The program, which would have expired at the end of the year, covers up to 30% of the cost of renewable energy projects, which supporters claim has created over 100,000 jobs and more than $18 Billion in investments for thousands of clean generation facilities all across the United States. “Orders will be on the rise for new wind power, and investors will put more capital into the U.S. economy,” said Denise Bode, chief executive of the American Wind Energy Association.
The run-up to the vote had been a nail-biting experience as developers rushed to meet the deadline in the event the extension failed to pass, said Rhone Resch, chief executive for the Solar Energy Industries Association (SEIA). “It was kind of a roller coaster there,” he said. “There were a lot of projects that were getting close to being canceled.
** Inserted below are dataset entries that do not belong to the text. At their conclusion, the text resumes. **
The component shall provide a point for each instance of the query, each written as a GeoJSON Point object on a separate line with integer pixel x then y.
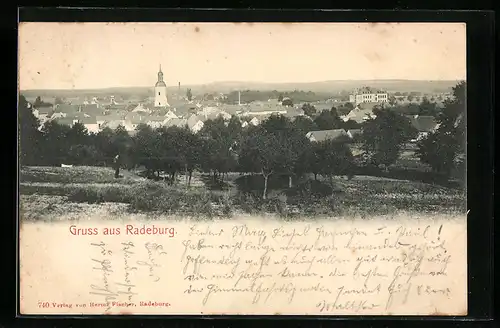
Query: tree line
{"type": "Point", "coordinates": [278, 146]}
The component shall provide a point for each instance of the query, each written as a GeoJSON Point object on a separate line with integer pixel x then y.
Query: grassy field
{"type": "Point", "coordinates": [50, 192]}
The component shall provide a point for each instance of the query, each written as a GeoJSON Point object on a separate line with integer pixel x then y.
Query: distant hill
{"type": "Point", "coordinates": [331, 87]}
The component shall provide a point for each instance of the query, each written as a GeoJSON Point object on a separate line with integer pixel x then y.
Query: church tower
{"type": "Point", "coordinates": [161, 92]}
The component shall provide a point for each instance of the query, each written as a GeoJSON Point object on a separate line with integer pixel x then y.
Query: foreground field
{"type": "Point", "coordinates": [49, 193]}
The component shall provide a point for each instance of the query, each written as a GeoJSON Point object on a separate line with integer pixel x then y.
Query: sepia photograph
{"type": "Point", "coordinates": [242, 168]}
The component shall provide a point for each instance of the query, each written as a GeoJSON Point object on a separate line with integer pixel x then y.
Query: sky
{"type": "Point", "coordinates": [101, 55]}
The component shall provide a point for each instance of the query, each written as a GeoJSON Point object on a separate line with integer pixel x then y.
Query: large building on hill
{"type": "Point", "coordinates": [367, 94]}
{"type": "Point", "coordinates": [161, 92]}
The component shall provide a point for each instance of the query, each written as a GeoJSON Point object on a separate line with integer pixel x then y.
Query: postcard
{"type": "Point", "coordinates": [242, 169]}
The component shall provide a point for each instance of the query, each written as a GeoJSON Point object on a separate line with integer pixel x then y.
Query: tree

Now, this gives them some flexibility to get their financing together and start construction at a time when they need it most.”
Industry leaders are hopeful and may see this most-recent triumph as sign of overall bipartisan support for renewable energy. As vital as the 1603 Treasury grant program has proven to be, they’re likely already looking forward to another extension next year. But for now, the one-year reprieve will do quite nicely, Resch said. “It keeps the lights on, keeps us growing,” he said. “There are a lot of happy people in the industry today, and 2011 is looking like it’ll be a true breakout year.”